This little debate on abortion got me thinking.
When we talk about abortion, it’s easy to get caught up in charged language—words like murder, life, innocence. But I believe we make more progress when we take a step back and reflect quietly, with an honest appreciation for nuance. One helpful way to begin is by being clear about what exactly we mean when we use words like human, person, child, or fetus.
I prefer to talk about people, because it is people our laws are designed to protect. An embryo, for instance, is not a person in any meaningful sense. It has no brain, no capacity to think, no agency. Whatever your moral convictions, it’s hard to argue that something with no consciousness or awareness qualifies as a person in the ordinary sense of the word.
And yet, many religious traditions assert that from the moment of conception, a human life begins—meaning not just a biological process, but a person with moral and legal standing. I can’t agree with that. It flattens the complexity of human development into an artificial boundary line.
It is fair to ask, then: When does a fetus become a human?
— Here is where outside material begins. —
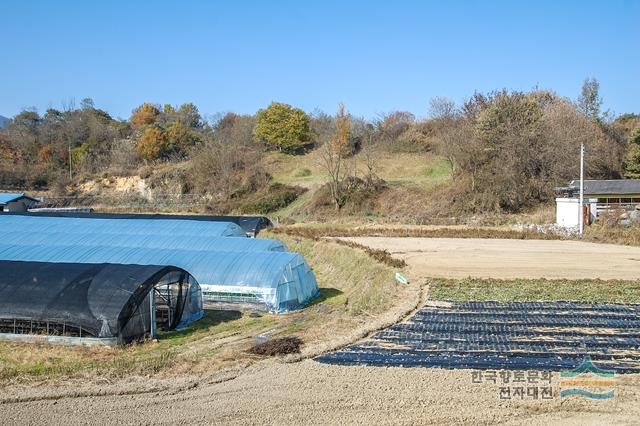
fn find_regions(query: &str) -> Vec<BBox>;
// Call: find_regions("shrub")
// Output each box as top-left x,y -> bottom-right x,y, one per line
240,183 -> 306,214
248,337 -> 302,356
At birth? At viability? At some earlier stage? I don’t think that question has a sharp answer—no more than the question of when childhood ends and adulthood begins. We settle on things like the age of 18 not because the transformation happens all at once, but because life is messy, and at some point a line must be drawn for practical purposes.
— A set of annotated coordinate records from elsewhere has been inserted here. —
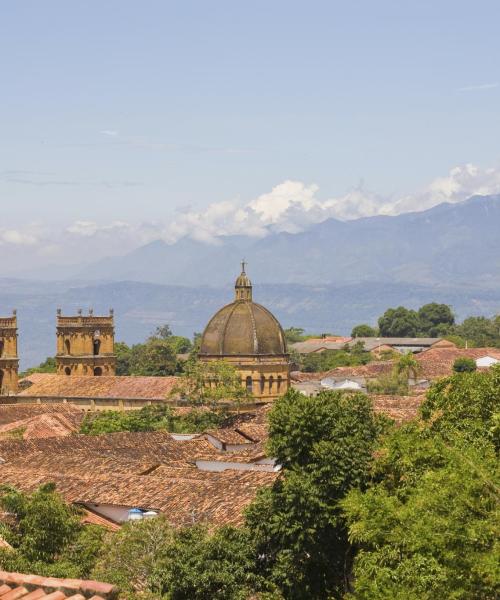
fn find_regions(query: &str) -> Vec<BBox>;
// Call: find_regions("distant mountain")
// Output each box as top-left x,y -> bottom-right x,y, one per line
0,279 -> 500,368
0,196 -> 500,368
77,196 -> 500,289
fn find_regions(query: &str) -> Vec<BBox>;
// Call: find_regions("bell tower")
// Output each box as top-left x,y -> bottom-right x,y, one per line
0,310 -> 19,396
56,308 -> 116,377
Biology, too, resists firm boundaries. There is no exact moment in evolutionary history when a species splits from its ancestor and becomes something new. It’s all gradual transitions. The same is true for fetal development. We are not flipping a switch between non-person and person; we are watching a slow and remarkable unfolding.
This is where religious thinking and scientific thinking often part ways. Religion seeks clarity through absolute categories. Science, in contrast, reminds us how fuzzy and contingent so much of reality is. Taxonomy is often arbitrary. Definitions are tools, not truths.
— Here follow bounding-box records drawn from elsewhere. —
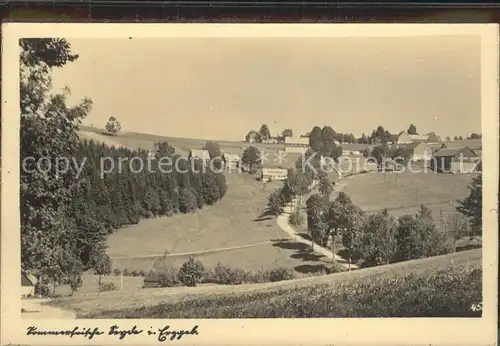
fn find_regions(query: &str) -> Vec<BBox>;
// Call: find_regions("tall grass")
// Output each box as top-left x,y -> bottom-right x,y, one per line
84,263 -> 482,318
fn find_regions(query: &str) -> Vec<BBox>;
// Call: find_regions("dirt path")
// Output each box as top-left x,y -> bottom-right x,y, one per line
21,299 -> 76,319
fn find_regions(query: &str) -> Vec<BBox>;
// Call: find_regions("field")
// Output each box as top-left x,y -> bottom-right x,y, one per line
343,171 -> 473,221
80,127 -> 284,156
50,250 -> 482,318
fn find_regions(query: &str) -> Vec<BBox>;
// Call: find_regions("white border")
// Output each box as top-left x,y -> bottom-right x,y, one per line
0,23 -> 499,345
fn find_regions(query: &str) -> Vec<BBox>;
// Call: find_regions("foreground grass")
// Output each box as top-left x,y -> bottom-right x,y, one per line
81,250 -> 482,318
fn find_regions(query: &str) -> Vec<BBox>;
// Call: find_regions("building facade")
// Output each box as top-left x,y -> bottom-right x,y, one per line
285,137 -> 309,154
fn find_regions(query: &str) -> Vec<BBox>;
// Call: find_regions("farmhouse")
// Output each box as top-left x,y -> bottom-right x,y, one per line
222,153 -> 240,171
342,143 -> 370,156
431,147 -> 480,173
285,137 -> 309,154
399,142 -> 432,161
443,139 -> 483,150
189,149 -> 210,163
21,272 -> 37,297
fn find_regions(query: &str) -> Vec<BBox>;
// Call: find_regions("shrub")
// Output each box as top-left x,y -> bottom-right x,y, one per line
158,268 -> 180,287
99,282 -> 116,292
178,257 -> 205,287
268,268 -> 295,282
288,210 -> 305,226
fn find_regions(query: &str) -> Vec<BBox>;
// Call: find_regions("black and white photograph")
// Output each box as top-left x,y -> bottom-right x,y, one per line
1,24 -> 498,344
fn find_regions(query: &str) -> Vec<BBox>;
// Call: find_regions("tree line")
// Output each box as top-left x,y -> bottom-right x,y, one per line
20,39 -> 227,290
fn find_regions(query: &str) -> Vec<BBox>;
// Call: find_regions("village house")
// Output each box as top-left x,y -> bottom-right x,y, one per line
222,153 -> 240,171
188,149 -> 210,163
399,142 -> 432,161
21,271 -> 38,297
431,147 -> 481,173
245,131 -> 261,143
396,131 -> 441,144
285,137 -> 309,154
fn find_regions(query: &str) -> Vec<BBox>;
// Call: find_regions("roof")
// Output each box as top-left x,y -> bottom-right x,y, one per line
341,143 -> 370,151
285,137 -> 309,145
189,149 -> 210,160
444,139 -> 483,150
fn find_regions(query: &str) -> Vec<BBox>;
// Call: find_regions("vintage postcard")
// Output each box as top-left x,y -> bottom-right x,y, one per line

And so, when it comes to abortion, I think it makes sense to treat the rights and protections of the unborn child as existing on a sliding scale. The closer a fetus is to full development and birth, the stronger those protections should be. Early in pregnancy, when the fetus lacks anything resembling a mind, there is a different moral landscape.
It matters what is lost. If a mother loses an embryo early in pregnancy, it is sad, but it is not the same grief, the same catastrophe, as losing a near-term fetus. And most of us, intuitively, know this. We can feel it.
In the end, I think our laws and ethics should reflect that intuition—not with cold abstraction, but with compassion and a deep respect for complexity.
A cutoff point for abortions could be about 19 weeks, when a fetus demonstrably can experience pain. Some might argue it should be when a fetus can survive outside the womb, 24 weeks. Religion can be applied to,personal choice, but should not be a guide in democratic policy making in a secular nation (and all nations should be secular states).